Monday, April 16, 2012

So Where Have All the Good Books Gone?

“I always thought that libraries were repositories of all the best in literature that had ever been written,” my friend Michelle Miller shared, “but then I started noticing that a lot of the good old books just weren’t there anymore.” She began doing a little detective work about their mysterious disappearance.

Before disclosing her findings, let me first wind back in time to the beginning of lending libraries in this  country. You probably would not be the least surprised to learn that good old Benjamin Franklin is credited with opening the first one back in 1731. That was a private lending library from his personal collection, but the first public library funded with tax revenue was in Boston. With the advent of public schools in the mid-nineteenth century, school libraries began as well, even as a corner in the one-room schools.

Naturally, the privleged classes had owned personal libraries for centuries, and even the learned poor built  up treasuries of books that were passed down to succeeding generations. A result of the American mindset believing that everyone had a right to the good life, unsurprisingly, led to books being made available to all.

Coincidental with the growth of our young nation, toward the end of the nineteenth century, children’s  literature began to increase in popularity. Naturally books had been written for children before then, but not so much for them to read for themselves. This new genre of publishing grew until a veritable explosion of books printed for children to read was in full bloom in the 1930’s. They were so prolific that books and magazines began to be published for librarians and teachers to help them select literature. Some fondly look  at the period from 1925-1965 as “the golden age of children’s literature.”

So why was Michelle, a young Mom in the 1980’s, having difficulty finding these golden treasures for her children at the public library? Apparently, with hundreds of thousands of books published annually, there was a limit to what the library shelves could hold and the old were being discarded to make room for the new: discarded, disposed of, dumped; sent to dusty warehouses, piling up in land fills, being incinerated. With horror, she was discovering that the new books were not at all new substitutions, but inferior in most all ways. What had happened?

That answer is probably way too complicated to tackle in this brief history, but the overall deterioration in traditional values, family life, and education in general is the all too familiar setting for this decline in quality. There was a further influence. The Education Act of 1965 (Public Law 89-10, 79 Stat. 27), signed into law by President Lyndon B. Johnson in order to "improve" public education made enormous amounts of federal money available to libraries. The natural consequence was that, with more money at their disposal, librarians had a larger number of books to purchase and they did not have to be as choosy as they used to be.

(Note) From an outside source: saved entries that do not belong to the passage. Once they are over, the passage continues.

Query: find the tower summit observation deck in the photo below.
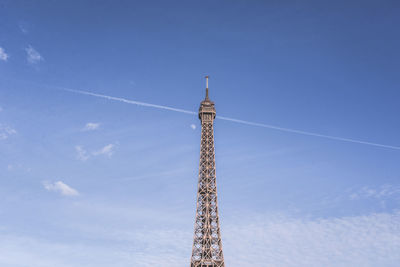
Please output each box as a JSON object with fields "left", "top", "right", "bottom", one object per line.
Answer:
{"left": 191, "top": 76, "right": 225, "bottom": 267}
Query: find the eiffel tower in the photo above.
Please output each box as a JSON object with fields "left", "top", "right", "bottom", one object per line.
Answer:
{"left": 191, "top": 76, "right": 225, "bottom": 267}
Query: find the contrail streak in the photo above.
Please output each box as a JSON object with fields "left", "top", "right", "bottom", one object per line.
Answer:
{"left": 216, "top": 116, "right": 400, "bottom": 150}
{"left": 63, "top": 88, "right": 400, "bottom": 150}
{"left": 62, "top": 88, "right": 196, "bottom": 115}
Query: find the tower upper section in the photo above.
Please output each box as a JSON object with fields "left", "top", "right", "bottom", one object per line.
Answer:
{"left": 198, "top": 76, "right": 216, "bottom": 122}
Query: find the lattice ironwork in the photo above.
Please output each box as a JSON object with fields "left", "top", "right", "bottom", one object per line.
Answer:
{"left": 191, "top": 77, "right": 225, "bottom": 267}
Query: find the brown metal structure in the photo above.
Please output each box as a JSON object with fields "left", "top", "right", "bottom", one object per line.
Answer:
{"left": 191, "top": 76, "right": 225, "bottom": 267}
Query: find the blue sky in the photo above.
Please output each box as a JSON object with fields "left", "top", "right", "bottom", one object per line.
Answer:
{"left": 1, "top": 1, "right": 400, "bottom": 266}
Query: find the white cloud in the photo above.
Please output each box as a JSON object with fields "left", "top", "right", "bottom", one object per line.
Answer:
{"left": 222, "top": 212, "right": 400, "bottom": 267}
{"left": 0, "top": 230, "right": 188, "bottom": 267}
{"left": 25, "top": 45, "right": 43, "bottom": 64}
{"left": 6, "top": 164, "right": 28, "bottom": 172}
{"left": 83, "top": 122, "right": 100, "bottom": 131}
{"left": 0, "top": 124, "right": 17, "bottom": 140}
{"left": 190, "top": 124, "right": 196, "bottom": 130}
{"left": 0, "top": 210, "right": 399, "bottom": 266}
{"left": 76, "top": 144, "right": 115, "bottom": 161}
{"left": 75, "top": 146, "right": 89, "bottom": 161}
{"left": 43, "top": 181, "right": 79, "bottom": 196}
{"left": 0, "top": 47, "right": 8, "bottom": 61}
{"left": 92, "top": 144, "right": 114, "bottom": 157}
{"left": 350, "top": 184, "right": 400, "bottom": 200}
{"left": 19, "top": 23, "right": 28, "bottom": 34}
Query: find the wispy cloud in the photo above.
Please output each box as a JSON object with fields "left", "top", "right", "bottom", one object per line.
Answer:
{"left": 222, "top": 212, "right": 400, "bottom": 266}
{"left": 83, "top": 122, "right": 101, "bottom": 131}
{"left": 75, "top": 144, "right": 115, "bottom": 161}
{"left": 0, "top": 124, "right": 17, "bottom": 140}
{"left": 43, "top": 181, "right": 79, "bottom": 196}
{"left": 92, "top": 144, "right": 114, "bottom": 157}
{"left": 75, "top": 145, "right": 89, "bottom": 161}
{"left": 0, "top": 47, "right": 9, "bottom": 61}
{"left": 0, "top": 210, "right": 399, "bottom": 266}
{"left": 190, "top": 124, "right": 196, "bottom": 130}
{"left": 350, "top": 184, "right": 400, "bottom": 200}
{"left": 25, "top": 45, "right": 43, "bottom": 64}
{"left": 19, "top": 22, "right": 28, "bottom": 34}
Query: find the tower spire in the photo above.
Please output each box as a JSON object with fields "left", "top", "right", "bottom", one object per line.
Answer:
{"left": 205, "top": 75, "right": 209, "bottom": 100}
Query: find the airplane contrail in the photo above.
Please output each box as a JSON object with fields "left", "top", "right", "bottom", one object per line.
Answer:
{"left": 216, "top": 116, "right": 400, "bottom": 150}
{"left": 61, "top": 87, "right": 400, "bottom": 150}
{"left": 62, "top": 87, "right": 196, "bottom": 115}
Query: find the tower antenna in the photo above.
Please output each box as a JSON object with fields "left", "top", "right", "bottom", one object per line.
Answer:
{"left": 205, "top": 75, "right": 209, "bottom": 100}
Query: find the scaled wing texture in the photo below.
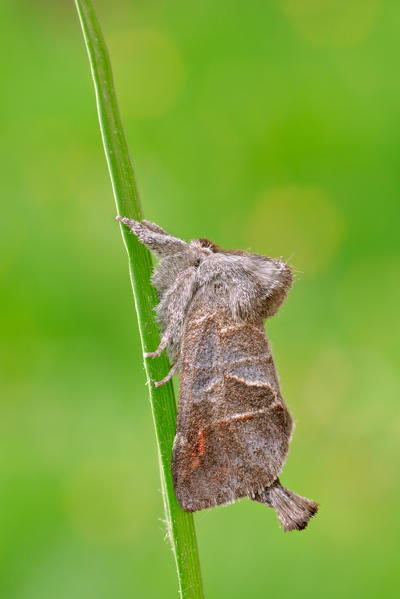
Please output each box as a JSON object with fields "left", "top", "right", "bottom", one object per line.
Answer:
{"left": 173, "top": 294, "right": 293, "bottom": 511}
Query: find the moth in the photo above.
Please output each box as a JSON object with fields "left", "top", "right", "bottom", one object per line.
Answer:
{"left": 117, "top": 216, "right": 318, "bottom": 531}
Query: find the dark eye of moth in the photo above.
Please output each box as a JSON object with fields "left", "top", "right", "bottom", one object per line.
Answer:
{"left": 194, "top": 259, "right": 201, "bottom": 268}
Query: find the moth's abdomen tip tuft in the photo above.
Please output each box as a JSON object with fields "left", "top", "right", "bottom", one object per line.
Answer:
{"left": 254, "top": 480, "right": 318, "bottom": 532}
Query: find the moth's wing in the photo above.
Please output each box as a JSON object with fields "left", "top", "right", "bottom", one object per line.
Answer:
{"left": 172, "top": 303, "right": 294, "bottom": 512}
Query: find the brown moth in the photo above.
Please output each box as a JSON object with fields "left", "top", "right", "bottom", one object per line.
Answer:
{"left": 117, "top": 216, "right": 318, "bottom": 531}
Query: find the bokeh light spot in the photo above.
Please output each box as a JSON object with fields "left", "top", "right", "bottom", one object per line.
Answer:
{"left": 247, "top": 185, "right": 344, "bottom": 273}
{"left": 109, "top": 28, "right": 185, "bottom": 118}
{"left": 281, "top": 0, "right": 380, "bottom": 46}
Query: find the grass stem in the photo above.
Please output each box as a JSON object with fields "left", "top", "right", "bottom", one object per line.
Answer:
{"left": 74, "top": 1, "right": 204, "bottom": 596}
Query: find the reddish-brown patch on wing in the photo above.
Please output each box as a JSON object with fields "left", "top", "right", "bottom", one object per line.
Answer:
{"left": 189, "top": 430, "right": 207, "bottom": 471}
{"left": 197, "top": 430, "right": 206, "bottom": 456}
{"left": 190, "top": 452, "right": 200, "bottom": 470}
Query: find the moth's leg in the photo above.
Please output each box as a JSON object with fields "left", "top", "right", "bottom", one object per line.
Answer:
{"left": 143, "top": 325, "right": 171, "bottom": 359}
{"left": 142, "top": 220, "right": 168, "bottom": 236}
{"left": 116, "top": 216, "right": 187, "bottom": 256}
{"left": 117, "top": 217, "right": 163, "bottom": 249}
{"left": 145, "top": 268, "right": 197, "bottom": 359}
{"left": 153, "top": 362, "right": 178, "bottom": 387}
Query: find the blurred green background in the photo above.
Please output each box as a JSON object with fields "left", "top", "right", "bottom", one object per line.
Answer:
{"left": 1, "top": 0, "right": 400, "bottom": 597}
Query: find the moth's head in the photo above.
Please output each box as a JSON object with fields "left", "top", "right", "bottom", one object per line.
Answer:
{"left": 117, "top": 217, "right": 288, "bottom": 302}
{"left": 188, "top": 238, "right": 259, "bottom": 288}
{"left": 188, "top": 238, "right": 221, "bottom": 264}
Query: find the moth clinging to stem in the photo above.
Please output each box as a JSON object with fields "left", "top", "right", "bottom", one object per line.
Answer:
{"left": 117, "top": 216, "right": 318, "bottom": 531}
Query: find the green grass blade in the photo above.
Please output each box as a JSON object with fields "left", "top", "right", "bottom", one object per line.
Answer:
{"left": 74, "top": 2, "right": 204, "bottom": 596}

Simultaneously, printing and photographic technology was improving. Why pay the best authors, the best artists for illustrators, when things could be done so much more cheaply with photos and, later, computer generated pictures? Add to this, the proliferation of television and visual  entertainments, and it doesn’t take a moderately imaginative person long to figure out why those golden  treasures lost popularity.

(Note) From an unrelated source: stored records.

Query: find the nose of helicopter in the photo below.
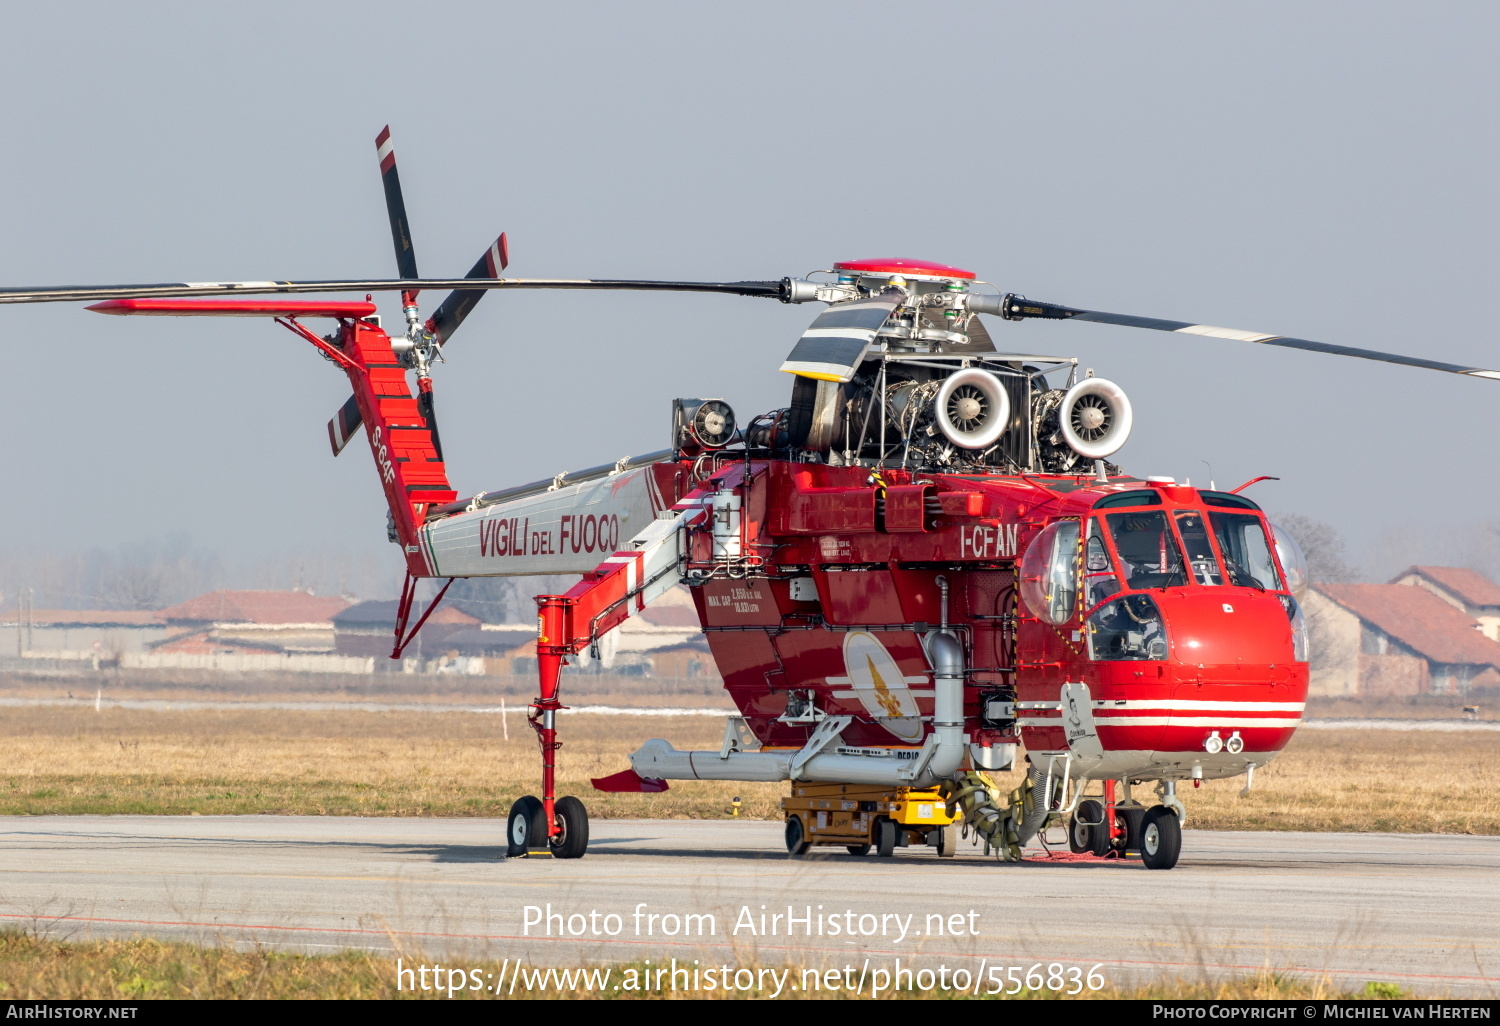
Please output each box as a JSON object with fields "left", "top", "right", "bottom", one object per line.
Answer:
{"left": 1157, "top": 588, "right": 1297, "bottom": 674}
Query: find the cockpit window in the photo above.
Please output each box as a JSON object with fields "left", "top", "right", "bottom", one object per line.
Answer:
{"left": 1174, "top": 510, "right": 1224, "bottom": 586}
{"left": 1093, "top": 490, "right": 1162, "bottom": 509}
{"left": 1209, "top": 511, "right": 1284, "bottom": 590}
{"left": 1083, "top": 527, "right": 1121, "bottom": 609}
{"left": 1019, "top": 520, "right": 1080, "bottom": 624}
{"left": 1105, "top": 510, "right": 1187, "bottom": 589}
{"left": 1200, "top": 490, "right": 1261, "bottom": 510}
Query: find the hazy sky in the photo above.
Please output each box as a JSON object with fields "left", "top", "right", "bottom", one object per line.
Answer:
{"left": 1, "top": 2, "right": 1496, "bottom": 586}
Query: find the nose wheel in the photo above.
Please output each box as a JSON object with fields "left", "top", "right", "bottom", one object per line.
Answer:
{"left": 507, "top": 794, "right": 590, "bottom": 859}
{"left": 550, "top": 795, "right": 590, "bottom": 859}
{"left": 506, "top": 795, "right": 547, "bottom": 856}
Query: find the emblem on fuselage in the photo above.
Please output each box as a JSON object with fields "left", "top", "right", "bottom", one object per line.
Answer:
{"left": 828, "top": 631, "right": 927, "bottom": 743}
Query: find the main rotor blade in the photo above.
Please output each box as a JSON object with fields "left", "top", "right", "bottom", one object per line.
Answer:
{"left": 779, "top": 287, "right": 906, "bottom": 382}
{"left": 424, "top": 234, "right": 508, "bottom": 346}
{"left": 375, "top": 126, "right": 419, "bottom": 281}
{"left": 1002, "top": 296, "right": 1500, "bottom": 382}
{"left": 1, "top": 277, "right": 786, "bottom": 306}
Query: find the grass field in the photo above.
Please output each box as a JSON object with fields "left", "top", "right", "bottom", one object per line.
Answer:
{"left": 0, "top": 930, "right": 1409, "bottom": 1000}
{"left": 1, "top": 704, "right": 1497, "bottom": 833}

As Michelle laments, “libraries are not repositories of all that is best anymore, but are full of all that is popular and current.” In school to earn her library science degree, she found out that the goal is to own books written in the last five years (and only 3 years old for non-fiction books). Does this at all help you to understand why there is a growing movement to rescue the old books? Would it surprise you to know that
some people are dedicating hours – yea, even weeks of their lives to prowling antique stores, flea markets, estate sales, dusty basements to retrieve what our society has deemed dull and out of date? These folks are triumphant about every find, hoarding ancient treasure to preserve something not current and popular, but of  inestimable value to them, their children, and their grandchildren.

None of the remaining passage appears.